De man kijkt somber, boos, donker. Ik knik en luister met ingehouden adem en met kippenvel op mijn armen. Ben bang om iets te zeggen, uit angst dat hij zijn verhaal niet afmaakt. Want hoewel je deze verhalen niet wilt horen, bestaan ze wel; in de geschiedenisboeken, in de herinnering van velen en nu rolt 1 zo’n verhaal zich naast me uit. En ik weet al ongeveer hoe het verhaal af gaat lopen, maar ik hoop tegen beter weten in op een goede afloop. Dat zijn vrouw en zoon door een wonder gered zijn. Ik denk aan de tijdmachine van mijn jongste zoon, hoe mooi het zou zijn, om terug te keren in de tijd en deze verschrikkingen ongedaan te kunnen maken, maar ik snap uiteraard dat het niet kan. De verschrikkelijke donkere periode heeft bestaan en mag vooral nooit vergeten worden. Zal altijd verteld moeten worden. Zoals de oude man naast me nu verteld, zal ik zijn verhaal weer verder moeten vertellen. Ooit, maar nu niet. Nu luister ik terwijl mijn kinderen spelen.

‘Op 5 maart 1942 vertrok de trein vanuit Alkmaar naar Amsterdam. Vandaar zijn ze naar Westerbork gereisd. Ik heb me altijd afgevraagd of ze daar ook zelf de kaartjes voor moesten kopen. Raar toch?Dat je over dat soort onnozele dingen na gaat denken. Ik stel me voor dat kleine Saul met zijn lach voor vrolijkheid zorgde in de trein. Dat hij gelachen heeft naar zijn moeder, dat ze tot het laatst mocht genieten van zijn lach en zijn mollige armpjes. Die had hij namelijk ook. Mollige armpjes. Ook zoiets wat je nooit vergeet. De mollige armen van je kind. Omdat je verder geen herinneringen meer op hebt kunnen bouwen. Want hij hield simpelweg op te bestaan.’

‘Weet u waar ze uiteindelijk naar toe zijn gegaan? Heeft u ooit nog iets van ze gehoord?’ ‘Nee, nooit meer. Ze hielden simpel op te bestaan. In Sobibor. Ze zijn samen naar Sobibor gegaan, niet echt met zijn tweeën, met een overvolle trein, maar ze mochten gelukkig tot het einde samen blijven. Dat denk ik in ieder geval. Mijn vrouw en mijn kleine vrolijke jongen zijn volgens de boeken beide op dezelfde dag gestorven in September 1942.  Nog geen twee jaar mocht mijn Saul leven, en waarom?

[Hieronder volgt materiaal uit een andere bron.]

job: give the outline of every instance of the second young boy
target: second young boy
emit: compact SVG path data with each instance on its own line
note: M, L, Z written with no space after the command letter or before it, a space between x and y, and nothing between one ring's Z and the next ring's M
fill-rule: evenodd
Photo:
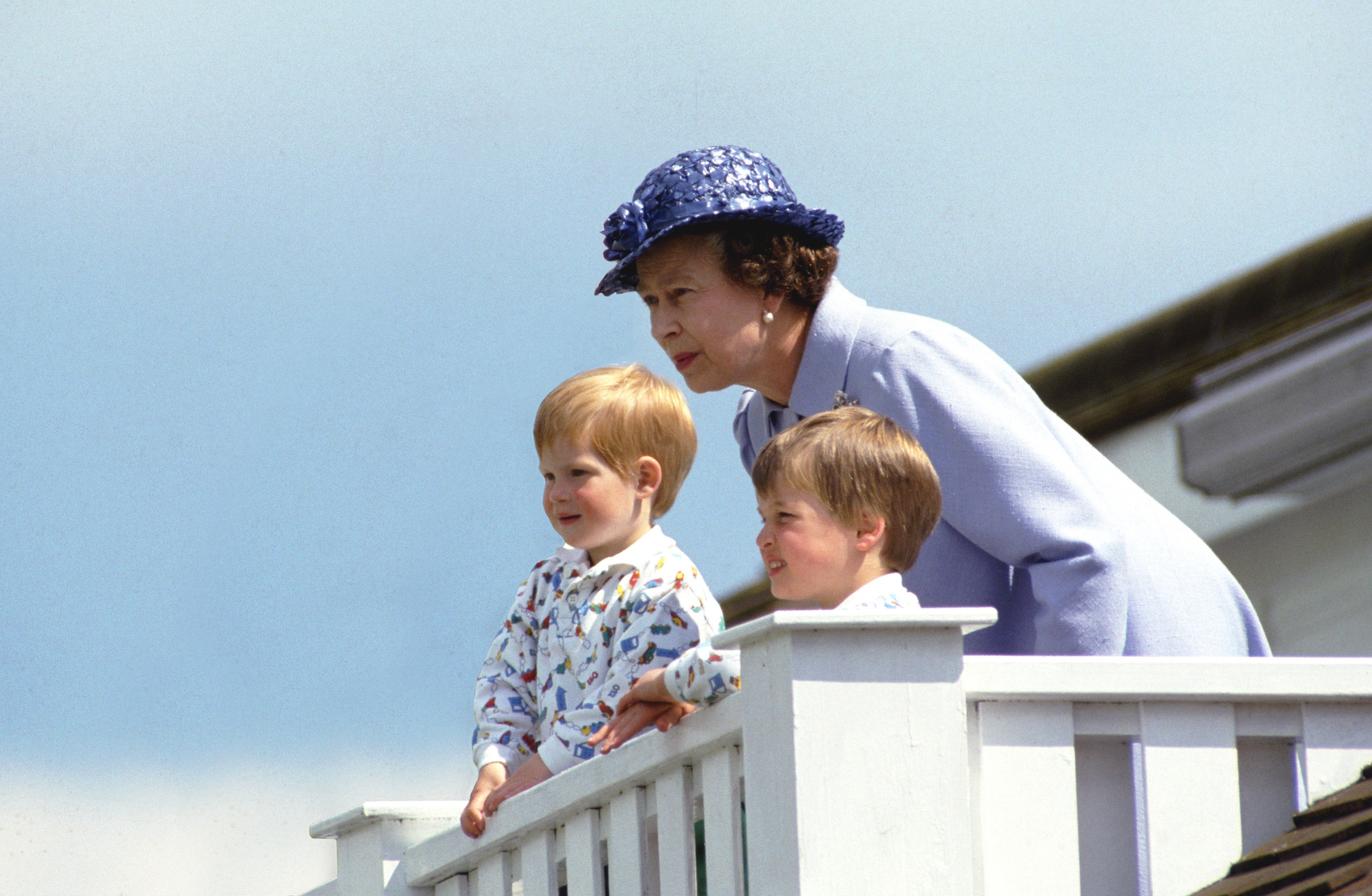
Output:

Waarvoor? Niemand heeft me ooit die antwoorden kunnen geven.  Net zoals ik mezelf nooit antwoord heb kunnen geven op de vraag waarom ik ze toch niet meenam naar Friesland. Ik kwam namelijk op een boerderij terecht en ik mocht daar onderduiken met mijn vrouw en zoon. Als mijn vrouw de boerin maar hielp met klusjes en het verzorgen van de 5 kinderen en als ik zolang het kon, maar op het erf zou helpen. Toen ik echter terug kwam ik Alkmaar was mijn huis leeg, waren de twee mensen die me zo dierbaar waren voorgoed verdwenen en dus loop ik iedere dag mijn rondje en drink ik iedere dag een kop koffie in de supermarkt. Alleen. ‘

‘Hoe houdt u het vol?’ Vraag ik terwijl ik naar mijn kinderen kijk, die met andere kinderen rondrennen en vrolijk lachen. ‘Omdat ik ooit weer samen zal zijn.’ De man staat op. ‘Tijd om naar mijn koffie te gaan.’ Ik ga ook staan en steek mijn hand uit. ‘Ik ben Anna’ zeg ik. ‘En ik ben Simon-Saul’ zegt de man. ‘Dank je wel dat je wilde luisteren.’ ‘Dank u wel dat u wilde vertellen.’ Ik voel de tranen in mijn ogen prikken. Diezelfde als ik bij Simon-Saul over zijn wangen zie lopen. Hij draait zich om en loopt in de richting van de supermarkt. ‘Jongens,’ roep ik, ‘we gaan koffie drinken!’ Met zijn vijven lopen we naar de supermarkt waar we aan de tafel gaan zitten en zwijgend onze koffie drinken, de kinderen drinken thee en snappen er niets van, de stralende ogen van Simon-Saul vertellen dat hier iets bijzonders gebeurt waar ze weliswaar niets van begrijpen, maar wat klaarblijkelijk belangrijk is voor die meneer en voor mamma.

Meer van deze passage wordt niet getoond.